Blog Yazarları da Basın Mensubu Sayılmalı mı?

Bloglar sosyal medya ağlarının önemli bir parçasıdır. Bugün internet dünyasında aslına bakarsanız her blog yazarının potansiyel birer basın sorumlusu olarak görülmesi gerektiğini düşünüyorum. Sonuçta onların da hitap ettiği belli bir kesim var. Günlük yaşamlarında karşılaştıkları olaylara karşı belli bir sorumluluk üstleniyorsa bence bir blog yazarı artık sıradan bir köşe yazarı ya da bağımsız bir muhabir olmuştur.

Yanlış hatırlamıyorsam Ahmet Hakan köşesinde şöyle yazmıştı; "Katıldığım bir gezide blog yazarları da vardı, hepsinin elinde bir fotoğraf makinesi, not tutuyorlar, röportajlar yapıyorlar falan.
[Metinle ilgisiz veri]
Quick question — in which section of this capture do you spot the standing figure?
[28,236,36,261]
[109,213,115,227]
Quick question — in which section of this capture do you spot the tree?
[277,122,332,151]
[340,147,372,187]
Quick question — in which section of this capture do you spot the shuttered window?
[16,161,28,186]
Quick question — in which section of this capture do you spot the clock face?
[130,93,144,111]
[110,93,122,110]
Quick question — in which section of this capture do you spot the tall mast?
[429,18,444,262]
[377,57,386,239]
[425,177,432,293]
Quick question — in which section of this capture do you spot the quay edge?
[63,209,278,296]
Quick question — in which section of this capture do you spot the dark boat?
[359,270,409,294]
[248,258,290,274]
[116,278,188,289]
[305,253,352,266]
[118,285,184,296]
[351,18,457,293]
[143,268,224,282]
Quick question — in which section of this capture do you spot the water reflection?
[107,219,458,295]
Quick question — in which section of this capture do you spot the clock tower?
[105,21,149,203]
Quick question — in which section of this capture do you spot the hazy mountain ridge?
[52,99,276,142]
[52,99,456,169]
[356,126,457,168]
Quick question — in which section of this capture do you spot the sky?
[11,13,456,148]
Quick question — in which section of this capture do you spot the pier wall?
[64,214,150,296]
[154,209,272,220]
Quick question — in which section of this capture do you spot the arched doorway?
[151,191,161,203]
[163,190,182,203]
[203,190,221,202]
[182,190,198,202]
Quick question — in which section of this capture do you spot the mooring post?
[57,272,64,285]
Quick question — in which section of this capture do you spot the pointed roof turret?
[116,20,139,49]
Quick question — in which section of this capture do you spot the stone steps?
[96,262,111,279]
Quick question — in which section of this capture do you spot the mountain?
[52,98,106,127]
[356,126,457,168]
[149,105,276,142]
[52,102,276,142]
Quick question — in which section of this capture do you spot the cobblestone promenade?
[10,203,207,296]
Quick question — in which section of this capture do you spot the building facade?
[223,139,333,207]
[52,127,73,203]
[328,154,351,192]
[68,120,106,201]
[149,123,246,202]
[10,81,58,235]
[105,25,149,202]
Sonra orada yaşadıklarını blog sayfaları aracılığıyla insanlara aktarıyorlar. Bence bu blog yazarlarının hepsine basın kartı verilmeli." Evet, ben de bu konuda hem fikirim Hakan'la.
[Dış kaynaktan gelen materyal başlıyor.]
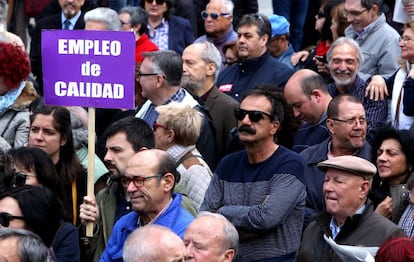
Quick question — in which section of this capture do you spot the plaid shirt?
[148,18,169,50]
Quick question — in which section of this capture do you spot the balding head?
[122,224,185,262]
[284,69,332,124]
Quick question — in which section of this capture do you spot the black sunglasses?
[12,172,32,186]
[0,212,24,227]
[201,11,229,20]
[145,0,165,5]
[234,108,273,122]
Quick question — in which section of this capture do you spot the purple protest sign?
[42,30,135,109]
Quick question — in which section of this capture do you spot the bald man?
[284,69,332,153]
[122,224,186,262]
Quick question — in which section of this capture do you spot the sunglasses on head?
[12,172,33,186]
[145,0,165,5]
[234,108,273,122]
[201,11,229,20]
[0,212,24,227]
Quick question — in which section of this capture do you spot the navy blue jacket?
[216,52,295,102]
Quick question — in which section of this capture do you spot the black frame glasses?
[145,0,165,5]
[0,212,24,227]
[330,117,368,126]
[152,121,168,132]
[201,10,229,20]
[233,108,273,122]
[137,71,159,81]
[12,172,35,186]
[120,174,164,187]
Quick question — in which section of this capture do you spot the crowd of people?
[0,0,414,262]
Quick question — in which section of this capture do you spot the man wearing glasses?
[200,89,306,261]
[301,94,372,226]
[344,0,400,80]
[327,37,387,143]
[194,0,237,64]
[100,149,194,261]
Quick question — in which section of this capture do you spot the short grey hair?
[0,227,54,262]
[326,36,364,66]
[199,41,222,80]
[197,211,239,257]
[84,7,121,31]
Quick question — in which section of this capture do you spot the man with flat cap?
[296,155,405,261]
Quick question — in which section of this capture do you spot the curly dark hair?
[0,42,31,90]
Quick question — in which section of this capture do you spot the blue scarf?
[0,81,26,113]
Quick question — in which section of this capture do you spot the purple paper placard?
[42,30,135,109]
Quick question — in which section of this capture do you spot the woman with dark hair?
[0,185,80,262]
[370,127,413,223]
[141,0,194,55]
[0,42,38,147]
[6,147,64,207]
[28,105,86,225]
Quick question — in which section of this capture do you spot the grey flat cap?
[318,156,377,176]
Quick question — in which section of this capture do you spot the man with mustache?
[301,94,371,226]
[327,37,387,142]
[30,0,85,95]
[200,88,306,261]
[79,117,196,261]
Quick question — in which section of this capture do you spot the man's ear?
[161,173,175,192]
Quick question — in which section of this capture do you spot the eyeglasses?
[400,37,414,45]
[343,8,369,17]
[145,0,165,5]
[331,117,368,126]
[316,11,326,19]
[234,108,273,122]
[201,11,229,20]
[120,174,163,187]
[137,71,159,80]
[0,212,24,227]
[12,172,36,186]
[152,121,168,132]
[223,60,237,66]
Blog yazarları da basın mensubu sayılabilir, neden olmasın?
Aslına bakarsanız her blog yazarının toplumsal bir misyonu olduğuna inanıyorum. Sonuçta hepimiz üreten insanlarız ve karşılaştığımız olayları ve durumları diğer insanlara oranla daha farklı bir bakış açısıyla ele alıyor ve farklı yol ve yöntemlerle değerlendirebiliyoruz. Çoğumuz bu gibi bir bilince sahibiz. Hemen hepimizin elinde bütün dünyayla anında etkileşim kurabileceğimiz teknoideolojik aygıtlar bulunuyor. Bununla da kalmıyor, geleneksel yöntemlerden olan kağıt ve kalemi de sürekli olarak yanımızda taşıyoruz. Gün içerisinde karşılaştığımız önemli bir anı daha sonra okuyucularımızla paylaşmak üzere not ediyoruz. Böyle bir durumda bizler de birer muhabir gözüyle görüyor olmuyor muyuz dünyayı?
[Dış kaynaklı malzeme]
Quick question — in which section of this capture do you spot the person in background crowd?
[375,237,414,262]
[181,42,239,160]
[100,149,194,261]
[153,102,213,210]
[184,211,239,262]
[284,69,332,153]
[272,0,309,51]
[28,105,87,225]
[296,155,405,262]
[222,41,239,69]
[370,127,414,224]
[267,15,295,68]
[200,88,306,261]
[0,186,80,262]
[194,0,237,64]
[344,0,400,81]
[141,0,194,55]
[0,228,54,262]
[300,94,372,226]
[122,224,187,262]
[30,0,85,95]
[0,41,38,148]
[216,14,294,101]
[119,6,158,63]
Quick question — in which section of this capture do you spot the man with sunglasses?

Ancak yine de tüm blog yazarlarını böyle bir değerlendirme içerisine alamayacağımızın da farkındayım. Örneğin kişisel blog tutanlar yani bir günlük tarzında yazanlara basın kartı vermenin bir anlamı olmadığını düşünüyorum. Mesele teknoloji alanında blogunda üretim yapan bir yazar, ulusal çapta düzenlenen bir teknoloji fuarına basın mensubu olarak katılabilir diye düşünüyorum. Moda blogu yazarları da aynı şekilde İstanbul Fashion Week gibi organizasyonlarda bu çerçeve içerisinde yer alabilir. 

Mesela toplumsal sorunlara odaklı bir blog yazarı da insanlarla daha rahat ve daha güvenilir bir şekilde röportaj yapabilmek için böyle bir basın kartına sahip olması mantıklı olur. Bilmiyorum, bu gibi örnekleri çoğaltabiliriz, sizlerin de ne düşündüğünü merak ediyorum doğrusu. Bu konu bence önemli, tartışmaya açmamız iyi olacaktır sanırım.